Demographic/clinical and procedural features in the atorvastatin and placebo arms are indicated in Tables 1 and 2,respectively. The 2 groups were similar for age, gender, cardiovascular risk factors, clinical presentation, left ventricular function, blood creatinine levels, mean time to angiography, and medical therapy at the time of intervention. Coronary anatomy, lesion type, procedural characteristics, use of drug-eluting stents, diameter and length of implanted stents, and periprocedural infusion of glycoprotein IIb/IIIa inhibitors were also similar. Of note, patients receiving IIb/IIIa inhibitors had a significantly higher prevalence of diabetes mellitus, non–ST-segment elevation myocardial infarction, multivessel PCI, bifurcating lesions, and longer lesion length; these agents were used in a planned manner in 60% and in a bail-out manner in 40% of patients. Procedural success was obtained in all 171 patients; 4 patients (2 in each group) had no-reflow phenomenon, which significantly improved after administration of intracoronary nitrates and glycoprotein IIb/IIIa inhibitors. No patient had significant (≥2 mm) side branch closure during intervention. An increase above the upper normal limit of liver enzymes (aspartate amino transferases/alanine amino transferases) was observed in 1 patient of the atorvastatin arm after the procedure, in whom the drug was then discontinued; however, all patients received the study assignment drug (atorvastatin or placebo) before PCI.

View this table:
Table 1

Main Demographic/Clinical Features in the Atorvastatin and Placebo Groups

View this table:
Table 2

Procedural Features in the Atorvastatin and Placebo Groups

Primary end point

The primary end point was evaluated at 30 days (Table 3).The composite primary end point of death, myocardial infarction, and target vessel revascularization occurred in 5% of patients (4 of 86) in the atorvastatin arm and in 17% (14 of 85) of those in the placebo arm (p = 0.01). The incidence of MACE at 1 month was mostly driven by postprocedural myocardial infarction (5% vs. 15%, p = 0.04). No patient in either arm died; an abrupt vessel closure caused by coronary dissection occurred in 1 patient (2%) of the placebo group the day after the index procedure and was successfully treated with re-intervention and implantation of another stent; this patient had no creatine kinase-MB elevation fulfilling the criteria for myocardial infarction. Kaplan-Meier curves confirmed a significantly better event-free survival at 30 days in the treatment arm (Fig. 2).

Figure 2
Figure 2

ARMYDA-ACS Survival Curves

Actuarial curves of 30-day major adverse cardiac event (MACE)-free survival in the 2 arms. PCI = percutaneous coronary intervention.

View this table:
Table 3

Individual and Combined Outcome Measures of the Primary End Point at 30 Days in the Atorvastatin and Placebo Groups

Secondary end points

The prevalence of patients with preprocedural elevation of cardiac markers above the upper limit of normal was similar in the atorvastatin and placebo groups (creatine kinase-MB 5% vs. 8%, p = 0.52; troponin-I 35% vs. 33%, p = 0.92; myoglobin 29% vs. 26%, p = 0.77). After PCI, the proportion of patients with elevated levels of creatine kinase-MB and troponin-I was significantly lower in the atorvastatin arm (creatine kinase-MB 7% vs. 27%, p = 0.001; troponin-I 41% vs. 58%, p = 0.039); no difference was observed in the prevalence of patients with elevated myoglobin levels after intervention (45% vs. 42%, p = 0.81). Distribution of creatine kinase-MB and troponin-I levels in the 2 groups is shown in Figure 3.

Figure 3
Figure 3

ARMYDA-ACS: Cardiac Marker Elevations

Incidence of postprocedural increase of creatine kinase-MB and troponin-I 1 to 3 times and >3 times above the upper limits of normal.
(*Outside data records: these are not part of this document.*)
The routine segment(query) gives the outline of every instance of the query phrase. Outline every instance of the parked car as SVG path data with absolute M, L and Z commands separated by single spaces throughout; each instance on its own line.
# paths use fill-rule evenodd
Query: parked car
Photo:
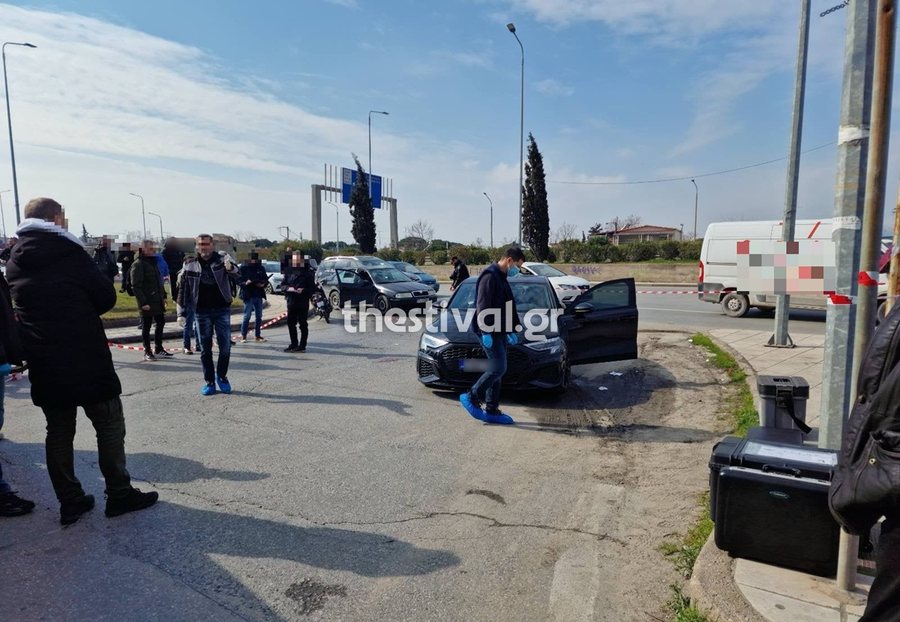
M 438 291 L 441 288 L 440 283 L 437 282 L 437 278 L 435 278 L 433 274 L 428 274 L 419 266 L 414 266 L 413 264 L 406 261 L 389 261 L 388 263 L 411 278 L 413 281 L 419 281 L 420 283 L 422 283 L 423 285 L 427 285 L 434 291 Z
M 446 303 L 443 314 L 465 315 L 475 307 L 477 277 L 463 281 Z M 522 321 L 529 311 L 561 313 L 557 330 L 545 330 L 542 340 L 508 348 L 508 369 L 503 385 L 523 390 L 564 391 L 571 380 L 571 366 L 637 358 L 638 310 L 634 279 L 600 283 L 582 292 L 563 307 L 546 277 L 521 276 L 509 280 L 516 310 Z M 422 332 L 416 358 L 419 381 L 438 389 L 467 389 L 481 371 L 486 356 L 478 335 L 467 327 L 438 317 Z M 473 369 L 474 368 L 474 369 Z
M 562 270 L 537 261 L 526 261 L 522 264 L 521 274 L 545 276 L 550 280 L 556 296 L 564 305 L 568 305 L 582 292 L 590 289 L 591 284 L 579 276 L 569 276 Z

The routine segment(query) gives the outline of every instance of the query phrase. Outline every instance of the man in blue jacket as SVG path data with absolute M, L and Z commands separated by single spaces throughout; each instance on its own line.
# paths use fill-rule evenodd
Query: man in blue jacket
M 509 247 L 502 259 L 482 271 L 475 288 L 475 322 L 487 355 L 487 369 L 459 401 L 470 415 L 486 423 L 515 423 L 500 411 L 500 385 L 506 374 L 506 347 L 519 343 L 517 331 L 522 330 L 507 279 L 519 273 L 524 261 L 521 248 Z

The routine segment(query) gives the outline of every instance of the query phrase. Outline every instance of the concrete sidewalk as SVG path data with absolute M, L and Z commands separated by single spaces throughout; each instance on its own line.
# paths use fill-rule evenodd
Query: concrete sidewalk
M 801 336 L 795 340 L 795 348 L 769 348 L 765 344 L 771 337 L 770 332 L 716 329 L 709 334 L 736 354 L 739 360 L 743 359 L 745 368 L 753 374 L 748 378 L 748 383 L 754 393 L 755 374 L 805 378 L 809 382 L 807 423 L 813 427 L 810 439 L 818 438 L 824 335 Z M 756 400 L 759 406 L 758 395 Z M 729 619 L 752 620 L 752 615 L 735 615 L 723 611 L 715 602 L 717 586 L 703 585 L 704 581 L 714 582 L 709 577 L 711 573 L 704 571 L 703 565 L 722 568 L 723 558 L 727 559 L 727 555 L 716 548 L 711 537 L 697 560 L 695 575 L 699 580 L 692 580 L 692 593 L 700 608 L 712 614 L 714 619 L 723 622 Z M 729 579 L 733 580 L 739 593 L 758 614 L 756 619 L 770 622 L 855 622 L 863 614 L 866 594 L 871 584 L 870 577 L 858 575 L 856 591 L 846 594 L 837 588 L 832 579 L 745 559 L 734 560 L 725 567 L 732 569 L 733 574 Z

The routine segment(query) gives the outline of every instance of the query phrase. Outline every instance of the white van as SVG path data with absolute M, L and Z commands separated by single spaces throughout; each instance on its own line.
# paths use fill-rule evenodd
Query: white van
M 722 311 L 730 317 L 743 317 L 752 307 L 774 313 L 778 296 L 750 292 L 737 282 L 737 243 L 742 240 L 779 241 L 782 224 L 780 220 L 711 223 L 700 250 L 697 284 L 700 300 L 721 304 Z M 831 218 L 798 220 L 794 239 L 831 240 Z M 880 285 L 879 299 L 885 295 L 886 287 Z M 791 296 L 792 309 L 824 309 L 826 304 L 824 294 Z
The CRP levels at the time of the procedure were not significantly different in the 2 groups before (7.8 ± 18 mg/l in the atorvastatin vs. 4.8 ± 13 mg/l in the placebo group, p = 0.21) or after PCI (10 ± 8 mg/l vs. 7.5 ± 13 mg/l, p = 0.13); however, the average percent increase of CRP levels from baseline was significantly lower in the statin arm (63 ± 114% vs. 147 ± 274%, p = 0.01).

Multivariable analysis

Multivariable analysis (Fig. 4)identified pretreatment with atorvastatin as a predictor of decreased risk of MACE at 30 days (odds ratio 0.12, 95% confidence interval 0.05 to 0.50; p = 0.004); patients requiring periprocedural use of glycoprotein IIb/IIIa inhibitors had an increased risk of events, as well as those with left ventricular ejection fraction ≤40%. Therapy with beta-blockers or angiotensin-converting enzyme inhibitors at the time of PCI was not associated with risk reduction.

Figure 4
Figure 4

ARMYDA-ACS: Odds Ratios for 30-Day MACE

Results of multivariable analysis showing 88% major adverse cardiac event (MACE) risk reduction at 30 days with atorvastatin (odds ratio 0.12, 95% confidence interval 0.05 to 0.50; p = 0.004). ACE = angiotensin-converting enzyme; LVEF = left ventricular ejection fraction; NSTEMI = non–ST-segment elevation myocardial infarction.

Discussion

The ARMYDA-ACS trial is a randomized trial showing that short-term pretreatment with atorvastatin reduces the incidence of cardiac events in patients with acute coronary syndromes undergoing early PCI; this benefit is essentially driven by a significant reduction of periprocedural myocardial infarction.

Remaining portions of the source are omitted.